UN AUTRE CHEF DU PKK FAIT DÉFECTION


Cemil Bayik, considéré depuis 1978 comme le n°2 du PKK après Ocalan et chef d'état-major des forces du PKK a, à son tour, fait défection fin mars pour se réfugier auprès de M. Barzani, leader kurde irakien à l'en croire les informations de la presse turque. Contrairement à la défection du "général Semo" (Semdin Sakkik) celle du C. Bayik n'a pas encore été confirmée par le PKK. On observe cependant que cette information n'a pas reçu de démenti convaincant sous la forme de reportage dans la presse du PKK ou d'interview su MED-TV.

Les graves revers militaires subis par le PKK dans le Kurdistan irakien en automne dernier continuent d'agiter les rangs de cette organisation qui traverse actuellement la plus grave crise de son histoire avec un Ocalan accusant d'incurie et d'incompétence ses lieutenants et certains de ces derniers lui retournant le compliment.

LU DANS LA PRESSE TURQUE: UNE JUSTICE CORROMPUE


Dans son article publié le 15 mars 1998 par l'hebdomadaire anglophone Turkish Probe, Dogu Ergil, universitaire turc, a passé en revue les différents événements qui ont marqué la Turquie ces derniers temps. Il déplore la situation scandaleuse de la justice en Turquie qui se proclame haut et fort un État de droit. Extraits:

"Il y a beaucoup de facteurs qui contribuent à la cohésion d'une société, mais la plus importante de toutes est la justice. Sans la justice aucun régime ne peut résoudre son problème de légitimité, nul citoyens n'aura foi en l'administration.

Ce qui est dangereux dans cette entreprise de criminalisation est que les criminels peuvent trouver refuge en avançant l'excuse de la sécurité nationale. Ne croyez pas que ce soit la sécurité nationale qui soit défendue, mais la sécurité des dirigeants publics et la sécurité des parasites qu'ils protègent.

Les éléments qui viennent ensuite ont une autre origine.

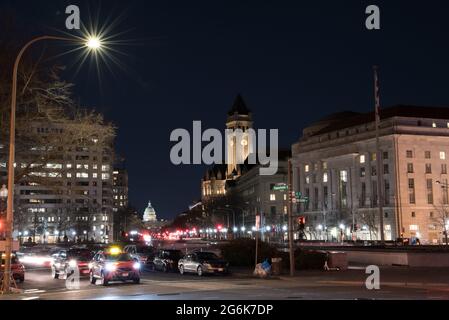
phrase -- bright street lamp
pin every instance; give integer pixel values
(94, 44)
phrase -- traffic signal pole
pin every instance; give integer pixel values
(290, 219)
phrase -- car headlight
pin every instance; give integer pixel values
(110, 267)
(73, 264)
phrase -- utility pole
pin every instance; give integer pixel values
(379, 156)
(290, 219)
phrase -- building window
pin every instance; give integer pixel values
(363, 196)
(307, 196)
(411, 191)
(387, 192)
(343, 188)
(375, 199)
(362, 172)
(445, 194)
(325, 196)
(315, 199)
(429, 191)
(362, 159)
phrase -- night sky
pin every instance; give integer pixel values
(293, 61)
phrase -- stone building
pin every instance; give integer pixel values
(335, 167)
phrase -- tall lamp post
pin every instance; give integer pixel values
(92, 43)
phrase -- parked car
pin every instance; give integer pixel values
(203, 263)
(37, 257)
(17, 268)
(167, 260)
(65, 261)
(114, 266)
(144, 254)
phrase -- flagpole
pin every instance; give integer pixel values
(379, 155)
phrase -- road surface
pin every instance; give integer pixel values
(396, 283)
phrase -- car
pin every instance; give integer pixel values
(114, 265)
(65, 261)
(144, 254)
(17, 268)
(167, 260)
(203, 263)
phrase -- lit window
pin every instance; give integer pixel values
(344, 176)
(362, 159)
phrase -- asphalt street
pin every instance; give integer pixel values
(396, 283)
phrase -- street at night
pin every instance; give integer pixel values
(397, 283)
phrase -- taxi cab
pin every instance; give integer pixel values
(114, 265)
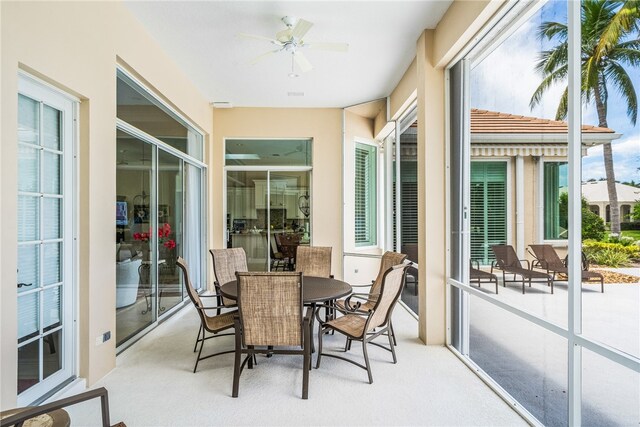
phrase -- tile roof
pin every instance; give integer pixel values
(491, 122)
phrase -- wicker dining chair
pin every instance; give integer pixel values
(388, 260)
(365, 326)
(314, 261)
(225, 264)
(548, 259)
(211, 324)
(270, 320)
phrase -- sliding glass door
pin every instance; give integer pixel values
(159, 209)
(268, 200)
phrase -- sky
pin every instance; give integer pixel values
(505, 80)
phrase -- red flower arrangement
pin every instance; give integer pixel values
(163, 236)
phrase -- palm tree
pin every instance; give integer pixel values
(610, 45)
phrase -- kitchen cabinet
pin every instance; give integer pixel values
(241, 203)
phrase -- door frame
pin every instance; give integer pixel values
(41, 91)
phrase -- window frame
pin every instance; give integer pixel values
(371, 214)
(542, 232)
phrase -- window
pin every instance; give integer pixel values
(555, 200)
(365, 194)
(488, 209)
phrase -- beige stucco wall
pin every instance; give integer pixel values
(435, 49)
(76, 46)
(324, 126)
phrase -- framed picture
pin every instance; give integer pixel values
(141, 214)
(122, 217)
(163, 213)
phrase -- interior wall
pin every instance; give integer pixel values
(75, 46)
(324, 125)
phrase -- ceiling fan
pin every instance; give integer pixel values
(291, 40)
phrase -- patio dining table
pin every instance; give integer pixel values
(314, 289)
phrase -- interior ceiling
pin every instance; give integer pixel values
(202, 37)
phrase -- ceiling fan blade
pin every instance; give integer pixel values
(254, 36)
(302, 62)
(335, 47)
(259, 58)
(301, 29)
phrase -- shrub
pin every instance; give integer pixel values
(609, 257)
(622, 240)
(592, 225)
(610, 254)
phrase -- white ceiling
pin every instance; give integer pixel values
(202, 37)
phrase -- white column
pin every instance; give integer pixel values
(520, 206)
(574, 184)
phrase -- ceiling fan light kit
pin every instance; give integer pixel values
(290, 40)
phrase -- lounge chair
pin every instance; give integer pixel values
(547, 259)
(479, 276)
(508, 262)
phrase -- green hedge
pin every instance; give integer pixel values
(625, 226)
(611, 254)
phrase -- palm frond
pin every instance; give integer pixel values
(619, 77)
(550, 30)
(626, 19)
(563, 105)
(559, 75)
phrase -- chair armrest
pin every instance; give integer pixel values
(28, 413)
(351, 307)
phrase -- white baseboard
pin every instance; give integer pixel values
(74, 387)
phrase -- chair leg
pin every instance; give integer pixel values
(366, 359)
(391, 344)
(307, 361)
(392, 332)
(320, 333)
(200, 331)
(199, 352)
(236, 366)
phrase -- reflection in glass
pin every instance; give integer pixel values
(138, 108)
(529, 362)
(51, 355)
(610, 392)
(268, 215)
(170, 229)
(270, 152)
(28, 363)
(407, 203)
(135, 292)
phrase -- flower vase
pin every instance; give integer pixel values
(146, 253)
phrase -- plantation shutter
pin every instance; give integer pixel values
(409, 201)
(488, 208)
(365, 195)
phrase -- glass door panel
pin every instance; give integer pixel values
(135, 292)
(194, 231)
(169, 234)
(43, 344)
(289, 208)
(247, 215)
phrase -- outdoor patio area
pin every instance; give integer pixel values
(153, 385)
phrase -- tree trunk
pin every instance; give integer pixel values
(607, 153)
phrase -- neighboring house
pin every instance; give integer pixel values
(518, 170)
(598, 197)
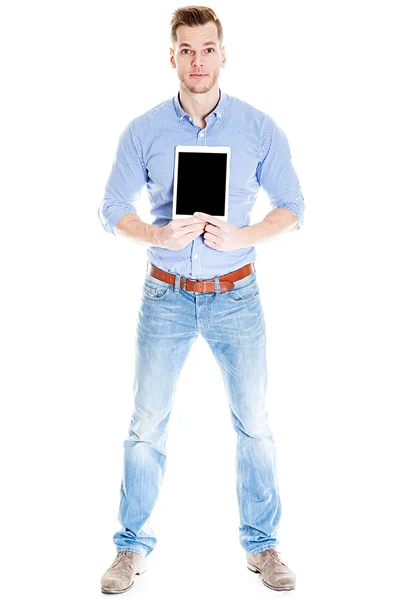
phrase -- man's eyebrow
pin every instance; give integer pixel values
(189, 46)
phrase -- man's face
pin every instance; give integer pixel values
(192, 55)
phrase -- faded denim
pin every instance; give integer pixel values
(169, 321)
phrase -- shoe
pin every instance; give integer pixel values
(274, 573)
(120, 577)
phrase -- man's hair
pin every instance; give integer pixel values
(194, 15)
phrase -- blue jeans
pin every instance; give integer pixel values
(232, 322)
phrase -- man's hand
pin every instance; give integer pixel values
(178, 233)
(222, 235)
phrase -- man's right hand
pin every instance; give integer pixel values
(178, 233)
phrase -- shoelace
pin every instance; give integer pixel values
(275, 554)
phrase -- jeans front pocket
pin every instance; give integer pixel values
(245, 290)
(155, 289)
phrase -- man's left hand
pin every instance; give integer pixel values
(222, 235)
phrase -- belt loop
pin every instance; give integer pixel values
(216, 284)
(177, 283)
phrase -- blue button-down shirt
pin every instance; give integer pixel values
(260, 156)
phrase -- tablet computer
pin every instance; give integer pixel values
(201, 181)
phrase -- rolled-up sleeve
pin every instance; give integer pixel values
(275, 172)
(126, 180)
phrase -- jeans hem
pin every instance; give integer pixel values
(264, 547)
(133, 549)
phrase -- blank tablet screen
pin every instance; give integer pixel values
(201, 183)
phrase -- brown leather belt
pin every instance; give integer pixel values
(226, 282)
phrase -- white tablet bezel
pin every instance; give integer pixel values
(217, 149)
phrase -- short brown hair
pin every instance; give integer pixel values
(194, 15)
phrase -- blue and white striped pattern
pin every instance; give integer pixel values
(260, 156)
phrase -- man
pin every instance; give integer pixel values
(201, 279)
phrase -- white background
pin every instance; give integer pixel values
(75, 74)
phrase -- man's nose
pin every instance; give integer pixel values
(197, 61)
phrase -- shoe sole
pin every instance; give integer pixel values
(126, 589)
(278, 589)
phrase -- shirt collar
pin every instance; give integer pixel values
(218, 110)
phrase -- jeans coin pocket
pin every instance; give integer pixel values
(245, 290)
(155, 289)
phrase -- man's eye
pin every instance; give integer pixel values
(186, 49)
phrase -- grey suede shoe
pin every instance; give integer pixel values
(274, 573)
(120, 577)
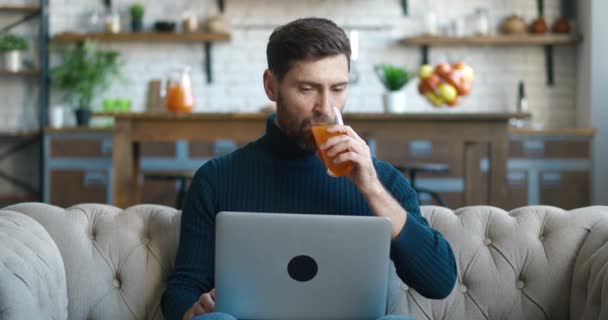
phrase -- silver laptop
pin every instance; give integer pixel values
(301, 266)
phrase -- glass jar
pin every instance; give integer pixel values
(178, 91)
(482, 22)
(112, 22)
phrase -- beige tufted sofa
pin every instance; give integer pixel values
(531, 263)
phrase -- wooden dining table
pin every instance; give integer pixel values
(475, 131)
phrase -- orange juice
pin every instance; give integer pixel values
(335, 169)
(179, 98)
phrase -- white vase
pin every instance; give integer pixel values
(12, 60)
(394, 101)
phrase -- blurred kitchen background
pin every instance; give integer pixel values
(556, 158)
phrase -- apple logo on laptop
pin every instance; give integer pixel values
(302, 268)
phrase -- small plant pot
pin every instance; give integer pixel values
(137, 25)
(83, 117)
(12, 60)
(394, 102)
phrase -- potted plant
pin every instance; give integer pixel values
(394, 80)
(137, 17)
(85, 70)
(11, 46)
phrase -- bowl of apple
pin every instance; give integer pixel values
(445, 84)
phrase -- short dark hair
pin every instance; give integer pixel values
(303, 39)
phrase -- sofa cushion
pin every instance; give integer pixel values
(32, 275)
(117, 261)
(511, 265)
(590, 279)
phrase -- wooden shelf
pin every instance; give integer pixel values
(144, 36)
(499, 40)
(546, 40)
(19, 134)
(18, 197)
(18, 9)
(128, 37)
(579, 132)
(25, 72)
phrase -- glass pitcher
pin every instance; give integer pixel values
(178, 91)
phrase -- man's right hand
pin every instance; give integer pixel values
(205, 304)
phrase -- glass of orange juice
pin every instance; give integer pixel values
(179, 95)
(321, 135)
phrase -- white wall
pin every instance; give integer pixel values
(238, 65)
(593, 75)
(599, 100)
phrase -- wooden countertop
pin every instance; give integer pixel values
(582, 132)
(352, 116)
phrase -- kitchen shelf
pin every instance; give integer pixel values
(546, 40)
(26, 72)
(501, 40)
(196, 37)
(144, 36)
(19, 9)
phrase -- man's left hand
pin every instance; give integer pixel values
(350, 147)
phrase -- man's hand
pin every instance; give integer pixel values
(350, 147)
(205, 304)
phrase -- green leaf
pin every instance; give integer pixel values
(84, 72)
(392, 77)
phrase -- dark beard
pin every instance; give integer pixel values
(300, 133)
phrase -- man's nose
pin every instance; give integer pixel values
(324, 105)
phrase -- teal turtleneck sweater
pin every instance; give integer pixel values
(273, 174)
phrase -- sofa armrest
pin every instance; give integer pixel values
(32, 275)
(589, 299)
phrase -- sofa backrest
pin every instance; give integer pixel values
(515, 265)
(117, 261)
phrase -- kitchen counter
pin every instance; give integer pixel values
(473, 131)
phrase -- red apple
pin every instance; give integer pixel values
(454, 102)
(464, 88)
(443, 69)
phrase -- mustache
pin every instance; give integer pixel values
(317, 118)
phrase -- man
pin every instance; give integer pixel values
(307, 75)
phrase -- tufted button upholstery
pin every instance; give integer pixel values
(462, 288)
(116, 276)
(506, 272)
(32, 273)
(121, 275)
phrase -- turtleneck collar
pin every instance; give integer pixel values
(280, 145)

Les récentes informations qui ont été accessibles (ou divulgués) aux médias , révèlent que nous sommes simplement mal informés et trompés par nos gouvernants. Il y a quelques mois, le journal télévisé allemand exhibait une seringue symbolisant le vaste trafic de drogue sur le sol turc, . Le programme accusait notre gouvernement de prendre part à un haut niveau au trafic lucratif de la drogue.

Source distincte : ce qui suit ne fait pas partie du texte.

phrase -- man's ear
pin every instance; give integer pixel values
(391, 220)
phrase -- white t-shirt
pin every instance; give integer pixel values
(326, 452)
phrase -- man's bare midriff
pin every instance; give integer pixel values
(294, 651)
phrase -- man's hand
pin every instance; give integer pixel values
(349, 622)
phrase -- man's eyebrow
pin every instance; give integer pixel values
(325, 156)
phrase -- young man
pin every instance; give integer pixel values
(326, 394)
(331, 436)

Aujourd'hui nous avons compris que l'argent sale obtenu de la drogue a même corrompu des magistrats. Trois juges et un procureur de la Cour de Sûreté d'Istanbul ont été destitués de leurs fonctions pour avoir acquitté des barons de la drogue contre une importante somme d'argent. La fâcheuse affaire s'est révélée il y a trois ans! ( ) Ces hommes de loi, sans loi, n'ont pas été jugés par une cour de justice, mais ont simplement été destitués de leurs fonctions. La Justice a sévèrement été mise en cause car la protection a été faite au nom de la sécurité publique

Il y a, à ce titre, deux preuves qui démontrent que ce n'est pas la sécurité du public mais celle de ces magistrats qui est en cause. La première est du Juge Koksal Sengun, qui a annoncé publiquement ceci (10 mars 1998- Sabah) : "J'exerçait mes fonctions à la Cour de Sûreté de l'État d'Istanbul en 1993. J'ai été envoyé en mission temporaire à Izmir. Le dossier dont j'étais en charge n'était pas important. Mon travail à Izmir a pris trois jours. À mon retour, mes collègues m'ont annoncé que j'y avais été envoyé pour ne pas prendre part au procès d'un trafiquant de drogue du nom d'Ahmet Ozbey. En effet, Ahmet Ozbey a été traduit en justice et acquitté par la deuxième Cour d'Istanbul, en mon absence".

Cette déclaration ne nécessite pas de commentaire. La seconde preuve est la diffusion d'une conversation téléphonique entre le célèbre "Yesil", homme de main qui a été utilisé par la gendarmerie, la police et les services secrets pendant des années. "Yesil" est son nom de code. Son nom, mentionné dans le rapport de Susurluk qui a été remis au Premier ministre par l'inspecteur en chef du gouvernement, était associé à de nombreux affaires d'assassinats.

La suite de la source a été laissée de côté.